In the Domain of Body Culture

The image of the crowd belongs to the domain of body culture. It’s unquestionable powerful lies in momentum, where the body—as mass—replaces the singular mind. Last month, as crowds proliferated across the Middle East, there was a brief interlude here in the US in form of the Super bowl and its halftime show. The extreme juxtaposition between the two events left me contemplating the meaning of crowds, democracy, and whether or not the domain of body culture here in the US will ever move beyond the singular mind of capitalism.

“The Mass Ornament” is Kracauer’s famous essay on the crowd as an emotionless replication of the capitalist system of reproduction. Kracauer’s vessel for discussion is the Tiller Girls, a troop of women most akin to the Rockettes, known for their ability to use body parts to achieve interesting visual ornamentation. Calling them “products of American distraction factories,” Kracauer states: “The mass ornament is the aesthetic reflex of the rationality to which the prevailing economic system aspires,”(79).

This seems an apt description of the spectacle, from the Black Eyed Peas conscious aesthetic of multi-cultural bling, the meddly of American classics that relied on visual prompts encouraging the crowd to Pump It Up! and the cheap imitation of Daft Punk androgyny in the form of LED-clad background dancers. With the exception of Usher (who is dismissed from this discussion) the whole thing fit Kracauer’s Mass Ornament: it was a crowd, it had momentum and it even had power but, it was ambivalent and thus an end in and of itself.

“The commodities that it spews forth are not actually produced to be possessed; rather, they are made for the sake of a profit that knows no limit…value is not produced for the sake of value,”(78).

If this wasn’t clear from the beginning, then consider the media’s post-performance debate on the monetary figure Slash got to emerge from the ground.

Kracauer is often criticized for his failure to fact check the origins of the Tiller Girls, they were British, thus making his connection between Fordism and the mechanical formations of female legs less relevant. But maybe that connection was never meant to be. Perhaps the art of scientific management died with Detroit.
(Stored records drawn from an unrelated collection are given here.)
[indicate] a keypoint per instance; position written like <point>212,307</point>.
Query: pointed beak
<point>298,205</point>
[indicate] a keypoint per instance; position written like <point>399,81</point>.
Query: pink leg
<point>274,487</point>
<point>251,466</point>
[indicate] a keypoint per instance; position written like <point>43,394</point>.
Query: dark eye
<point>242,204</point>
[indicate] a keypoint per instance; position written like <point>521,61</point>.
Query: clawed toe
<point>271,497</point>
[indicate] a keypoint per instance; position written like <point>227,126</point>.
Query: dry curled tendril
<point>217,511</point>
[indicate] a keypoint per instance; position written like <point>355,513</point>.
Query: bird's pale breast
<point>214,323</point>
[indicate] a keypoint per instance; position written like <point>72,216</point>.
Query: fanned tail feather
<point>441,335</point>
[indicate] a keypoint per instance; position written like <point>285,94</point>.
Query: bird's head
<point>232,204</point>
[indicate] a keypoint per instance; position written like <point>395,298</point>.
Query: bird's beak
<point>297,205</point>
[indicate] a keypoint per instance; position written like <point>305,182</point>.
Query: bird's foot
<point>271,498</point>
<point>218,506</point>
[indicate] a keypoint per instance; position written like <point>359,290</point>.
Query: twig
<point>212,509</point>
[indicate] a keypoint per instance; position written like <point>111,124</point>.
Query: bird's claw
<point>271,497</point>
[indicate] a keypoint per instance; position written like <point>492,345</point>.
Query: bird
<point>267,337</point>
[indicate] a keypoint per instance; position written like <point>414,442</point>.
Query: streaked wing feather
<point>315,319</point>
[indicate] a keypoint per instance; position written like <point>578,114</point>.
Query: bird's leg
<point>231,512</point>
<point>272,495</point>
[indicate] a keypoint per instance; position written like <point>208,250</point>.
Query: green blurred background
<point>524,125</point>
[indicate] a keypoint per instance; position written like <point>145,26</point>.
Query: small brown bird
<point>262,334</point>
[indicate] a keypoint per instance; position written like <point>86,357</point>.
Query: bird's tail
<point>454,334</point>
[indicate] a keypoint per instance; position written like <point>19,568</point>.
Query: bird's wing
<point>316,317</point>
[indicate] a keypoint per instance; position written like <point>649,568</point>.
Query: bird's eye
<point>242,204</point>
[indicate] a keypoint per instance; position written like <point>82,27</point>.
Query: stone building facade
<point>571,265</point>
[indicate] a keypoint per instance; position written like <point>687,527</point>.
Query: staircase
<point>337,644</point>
For all the commonalities between the half-time show and the Tiller Girls, precision is not one of them.

I was reminded of this while watching the LED dancers. One arm was up, and one row over it was to the side. There was movement, energy was expended, but the robot dance was not mechanical enough and the pump it up failed to pump. The performance reflects the prevailing American mentality that impressions are best made through size and scale. With so much to look at, no one would notice all the mistakes–like the failure for the V in LOVE to light up.

To me, that seems an accurate description of our prevailing economic system.

The show concluded with confetti of the red, white, and blue variety, suggesting the event could be connected to a broader sense of nationalism.

Fairy tales can become reality only on the ruins of natural unities,”(81) Kracauer concludes. American democracy might have once been a reality but it seems it have joined Sleeping Beauty in her 100 year slumber. Vapid spectacle is how the American crowd achieves its happily ever after, it’s time we look elsewhere for the power of the crowd and new fairy tales of democracy.